Massachusetts Car Accidents More Likely for Drinkers 55 & Older

Rick James & Eddie Murphy used to have a hit song in the mid-1980’s called “Party All The Time.” Sometimes, I think it was written for the lifestyle I used to live in my 20’s. I remember backpacking through Europe one summer in my 20’s, and my friend and I would drink all night, sleep for 5 or 6 hours, get up and hike all day with a full backpack – no problem. But I’m not in my 20’s anymore, and I’ve known for a long time that I can’t drink and party the way I used to (in fact, those skills left a long time ago.)

The problem is, a lot of drivers who have “graduated,” shall we say, from those earlier days, don’t quite get that they can’t drink like they used to, and still drive responsibly. Too many people think that unless they feel a definite buzz, or feel “drunk,” they’re okay to drive. Not true, at all. In fact, it’s been shown that if you’re a driver who’s 55 years of age or older, a single glass of wine can render you a dangerous driver. No six packs needed.

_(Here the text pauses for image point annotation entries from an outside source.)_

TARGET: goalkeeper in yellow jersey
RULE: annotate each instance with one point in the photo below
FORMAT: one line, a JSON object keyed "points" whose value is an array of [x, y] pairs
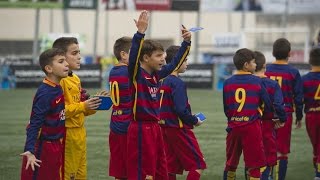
{"points": [[77, 106]]}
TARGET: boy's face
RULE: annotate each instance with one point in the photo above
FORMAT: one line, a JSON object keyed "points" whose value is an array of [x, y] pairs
{"points": [[156, 60], [250, 66], [183, 66], [73, 56], [59, 67]]}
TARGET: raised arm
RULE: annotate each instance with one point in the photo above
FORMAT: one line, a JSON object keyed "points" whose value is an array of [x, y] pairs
{"points": [[137, 41], [180, 56]]}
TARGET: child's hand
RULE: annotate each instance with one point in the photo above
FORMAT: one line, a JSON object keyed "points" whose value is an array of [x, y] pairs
{"points": [[103, 93], [92, 103], [142, 23], [186, 34], [31, 160]]}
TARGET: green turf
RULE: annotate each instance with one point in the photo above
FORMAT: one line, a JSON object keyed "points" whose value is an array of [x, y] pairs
{"points": [[15, 110]]}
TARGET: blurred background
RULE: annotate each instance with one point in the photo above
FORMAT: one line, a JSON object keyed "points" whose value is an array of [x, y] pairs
{"points": [[28, 27]]}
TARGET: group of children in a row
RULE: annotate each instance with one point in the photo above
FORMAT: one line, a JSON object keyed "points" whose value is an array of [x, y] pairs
{"points": [[263, 133], [151, 120], [56, 138]]}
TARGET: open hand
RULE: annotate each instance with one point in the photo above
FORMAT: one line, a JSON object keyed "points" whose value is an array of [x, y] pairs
{"points": [[31, 160], [142, 22]]}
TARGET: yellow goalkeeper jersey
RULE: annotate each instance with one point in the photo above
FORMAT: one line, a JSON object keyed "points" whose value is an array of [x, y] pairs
{"points": [[75, 110]]}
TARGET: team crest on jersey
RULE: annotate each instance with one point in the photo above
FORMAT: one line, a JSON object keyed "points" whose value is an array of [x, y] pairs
{"points": [[62, 115], [153, 92]]}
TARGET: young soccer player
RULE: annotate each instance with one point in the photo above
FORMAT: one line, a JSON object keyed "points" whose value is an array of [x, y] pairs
{"points": [[121, 95], [43, 151], [75, 109], [181, 145], [243, 94], [311, 90], [146, 158], [289, 80], [270, 122]]}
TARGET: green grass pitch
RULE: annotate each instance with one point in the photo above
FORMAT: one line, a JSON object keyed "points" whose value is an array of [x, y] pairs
{"points": [[15, 110]]}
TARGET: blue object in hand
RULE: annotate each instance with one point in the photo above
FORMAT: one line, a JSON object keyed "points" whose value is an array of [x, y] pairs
{"points": [[195, 29], [200, 116], [106, 102]]}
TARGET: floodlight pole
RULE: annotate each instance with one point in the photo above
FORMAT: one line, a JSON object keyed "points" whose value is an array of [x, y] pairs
{"points": [[36, 37]]}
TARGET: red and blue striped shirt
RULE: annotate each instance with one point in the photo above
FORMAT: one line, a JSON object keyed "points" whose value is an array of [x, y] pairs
{"points": [[175, 110], [311, 90], [121, 95], [146, 106]]}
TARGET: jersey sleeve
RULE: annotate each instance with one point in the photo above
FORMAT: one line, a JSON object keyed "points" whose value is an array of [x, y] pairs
{"points": [[180, 101], [298, 96], [177, 60], [134, 64], [73, 108], [40, 108]]}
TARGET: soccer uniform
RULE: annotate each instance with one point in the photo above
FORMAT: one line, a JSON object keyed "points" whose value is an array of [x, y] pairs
{"points": [[121, 94], [290, 82], [311, 90], [243, 95], [268, 131], [76, 146], [146, 158], [45, 133], [181, 145]]}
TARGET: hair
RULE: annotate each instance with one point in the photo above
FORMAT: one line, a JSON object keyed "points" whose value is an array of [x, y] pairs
{"points": [[148, 47], [241, 57], [171, 52], [260, 60], [314, 57], [64, 42], [281, 48], [121, 44], [46, 57]]}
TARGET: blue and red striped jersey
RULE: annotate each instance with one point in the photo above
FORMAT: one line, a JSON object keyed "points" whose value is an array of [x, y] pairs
{"points": [[289, 80], [121, 95], [146, 106], [175, 110], [311, 91], [47, 119], [243, 95], [276, 98]]}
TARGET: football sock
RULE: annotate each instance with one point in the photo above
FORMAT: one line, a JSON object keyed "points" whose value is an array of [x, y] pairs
{"points": [[281, 168], [265, 172], [229, 175], [193, 175]]}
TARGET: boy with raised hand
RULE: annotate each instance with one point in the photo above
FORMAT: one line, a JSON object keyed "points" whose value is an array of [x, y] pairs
{"points": [[311, 91], [270, 121], [43, 151], [181, 145], [146, 158], [121, 116], [243, 95], [76, 109], [289, 80]]}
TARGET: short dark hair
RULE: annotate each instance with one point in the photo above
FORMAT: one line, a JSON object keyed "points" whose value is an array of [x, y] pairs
{"points": [[314, 57], [281, 48], [241, 57], [121, 44], [171, 52], [260, 60], [64, 42], [149, 46], [47, 57]]}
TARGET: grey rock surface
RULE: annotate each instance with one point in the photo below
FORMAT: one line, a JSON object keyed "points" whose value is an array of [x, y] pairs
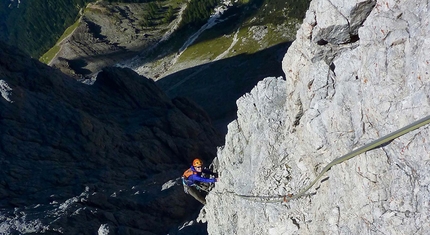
{"points": [[77, 158], [337, 96]]}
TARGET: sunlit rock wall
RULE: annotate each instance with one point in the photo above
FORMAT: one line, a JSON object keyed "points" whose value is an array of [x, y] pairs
{"points": [[358, 70]]}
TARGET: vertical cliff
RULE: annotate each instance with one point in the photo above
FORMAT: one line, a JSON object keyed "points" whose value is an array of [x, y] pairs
{"points": [[357, 71]]}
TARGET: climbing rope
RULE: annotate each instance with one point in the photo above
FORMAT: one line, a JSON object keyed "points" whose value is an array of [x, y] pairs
{"points": [[374, 144]]}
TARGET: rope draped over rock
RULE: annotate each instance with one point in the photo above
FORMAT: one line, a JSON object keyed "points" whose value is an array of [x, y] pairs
{"points": [[372, 145]]}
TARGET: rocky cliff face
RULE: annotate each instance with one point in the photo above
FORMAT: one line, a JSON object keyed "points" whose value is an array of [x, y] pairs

A study published in the journal Psychopharmacology a couple of weeks ago, pointed out that for people aged 55 and older, the effects of even minor amounts of alcohol are drastically different from what they are for younger drinkers.

Sara Jo Nixon, Ph.D., who is a professor of psychiatry and psychology at the University of Florida, along with her doctoral candidate Alfredo Sklar compared how drinking even legally non-intoxicating levels of alcohol, differently impacts the driving skills of two age groups: Drivers age 25 to 35 and drivers age 55 to 70. The study showed that even though neither age group drank enough alcohol to put them over the legal driving limit, (blood alcohol level of 0.08,) even one drink impacted the driving skills of the 55 and older group, but not the 25 to 35 age group. The study is important because while driving studies have been conducted of older adults, and while research has looked at how alcohol impacts younger drivers, no study yet had examined the combination of older drivers and alcohol.

All this points to the obvious: Just as someone in his or her fifties can’t run and jump like they did 20 years earlier, they can’t drink like they used to, either. Literally one drink can leave a driver aged 55 or older vulnerable to causing a serious Massachusetts car accident – and the results can be devastating. As a Boston, Massachusetts car accident lawyer, I’ve seen too many different types of motor vehicle accidents than I care to remember: Massachusetts car-bike accidents; Massachusetts rear-end collisions, Massachusetts backover accidents, Massachusetts pedestrian-car accidents, Massachusetts rollover accidents, Massachusetts truck-car accidents, and Massachusetts distracted driving/cellphone accidents.

In case you think that a lot of these are “fender-bender” accidents that don’t cause much damage, you’d be wrong. Try, instead, broken necks. Broken backs, Brain damage. Burn injuries. Soft tissue injuries that never fully “heal,” leaving the victim unable to ever fully function again. The list of consequences goes on and on.

My message to Massachusetts drivers in their mid-fifties and older: If you plan on having even one drink and driving, cancel those plans: Get a designated driver, walk, or take a cab. The risk of possibly terrible consequences, isn’t worth it.